Del desecho al negocio
El estiércol se convierte en motor económico del agro colombiano
El estiércol dejó de ser visto solo como un residuo del campo y hoy se perfila como un recurso con alto potencial económico, ambiental y social para los productores rurales.
En distintas regiones del país, productores agropecuarios están transformando el estiércol en una materia prima valiosa. Su uso ya no se limita al abono orgánico, sino que se extiende a la generación de energía, fertilizantes especializados y otros productos con valor comercial.

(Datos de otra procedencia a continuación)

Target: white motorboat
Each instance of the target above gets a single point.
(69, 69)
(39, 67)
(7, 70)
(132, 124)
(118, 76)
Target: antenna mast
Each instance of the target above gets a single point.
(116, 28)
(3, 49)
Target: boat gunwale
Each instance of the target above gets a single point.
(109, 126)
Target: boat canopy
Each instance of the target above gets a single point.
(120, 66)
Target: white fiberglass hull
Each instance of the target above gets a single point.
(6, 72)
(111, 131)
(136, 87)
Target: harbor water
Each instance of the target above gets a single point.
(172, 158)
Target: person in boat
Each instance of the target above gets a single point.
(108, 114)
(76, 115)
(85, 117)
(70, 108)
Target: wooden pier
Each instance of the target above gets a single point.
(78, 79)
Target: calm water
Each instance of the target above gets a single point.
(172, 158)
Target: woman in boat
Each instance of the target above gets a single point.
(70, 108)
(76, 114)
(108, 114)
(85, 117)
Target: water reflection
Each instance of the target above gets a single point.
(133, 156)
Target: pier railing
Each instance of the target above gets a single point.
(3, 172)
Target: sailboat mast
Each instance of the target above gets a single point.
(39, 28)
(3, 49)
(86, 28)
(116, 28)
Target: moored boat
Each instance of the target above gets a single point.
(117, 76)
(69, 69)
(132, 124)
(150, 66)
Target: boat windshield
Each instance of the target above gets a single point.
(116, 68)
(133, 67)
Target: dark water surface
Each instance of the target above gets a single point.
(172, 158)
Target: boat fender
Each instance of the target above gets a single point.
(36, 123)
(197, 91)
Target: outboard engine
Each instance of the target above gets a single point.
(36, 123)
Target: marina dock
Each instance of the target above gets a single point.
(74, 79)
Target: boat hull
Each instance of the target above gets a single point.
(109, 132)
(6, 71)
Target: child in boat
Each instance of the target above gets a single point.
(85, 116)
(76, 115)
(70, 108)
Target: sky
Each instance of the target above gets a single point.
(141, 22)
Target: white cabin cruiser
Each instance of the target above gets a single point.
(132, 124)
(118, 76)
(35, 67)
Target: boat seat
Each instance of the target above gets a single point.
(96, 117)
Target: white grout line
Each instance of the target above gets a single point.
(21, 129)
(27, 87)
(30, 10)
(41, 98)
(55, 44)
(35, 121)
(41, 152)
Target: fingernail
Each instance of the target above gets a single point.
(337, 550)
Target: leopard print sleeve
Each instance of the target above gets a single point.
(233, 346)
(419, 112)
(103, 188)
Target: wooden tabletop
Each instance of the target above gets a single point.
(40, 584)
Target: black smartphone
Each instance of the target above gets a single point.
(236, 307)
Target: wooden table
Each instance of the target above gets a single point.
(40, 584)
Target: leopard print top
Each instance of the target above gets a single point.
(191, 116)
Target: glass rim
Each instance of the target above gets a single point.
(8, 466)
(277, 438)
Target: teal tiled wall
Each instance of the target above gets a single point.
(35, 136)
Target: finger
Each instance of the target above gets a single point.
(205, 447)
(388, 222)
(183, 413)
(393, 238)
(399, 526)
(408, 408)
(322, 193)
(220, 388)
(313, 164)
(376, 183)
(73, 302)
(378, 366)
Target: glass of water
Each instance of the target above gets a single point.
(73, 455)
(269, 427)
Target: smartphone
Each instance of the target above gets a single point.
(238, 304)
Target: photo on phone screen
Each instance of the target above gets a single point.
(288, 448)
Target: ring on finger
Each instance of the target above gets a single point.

Javier Darío Hoyos, director del programa de Ingeniería Agroindustrial de la Universidad Agraria, explicó que, mediante tratamientos tecnológicos, el estiércol puede producir gas metano para generar energía y subproductos destinados a mercados específicos, lo que representa una nueva fuente de ingresos para el sector rural.
De acuerdo con expertos, el estiércol procesado en Colombia se comercializa entre 10.000 y 50.000 pesos por bulto. En fincas de gran tamaño, la implementación de biodigestores puede significar ahorros anuales de entre 50 y 75 dólares por vaca, además de ingresos adicionales por la venta de fertilizantes o energía.
Alberto Uribe, especialista en gestión de residuos de la Escuela Colombiana de Ingeniería, señaló que el aprovechamiento del biogás permite reducir significativamente los gastos en combustibles, mejorando la sostenibilidad económica de las explotaciones agropecuarias.
Por su parte, Nicolás Albarracín, coordinador del programa de agronegocios del Politécnico Grancolombiano, destacó que el acompañamiento técnico es clave para aplicar correctamente estos procesos y garantizar resultados eficientes y seguros.
Este nuevo enfoque posiciona al estiércol como un aliado estratégico para la sostenibilidad del agro, al tiempo que impulsa la economía circular en el campo colombiano.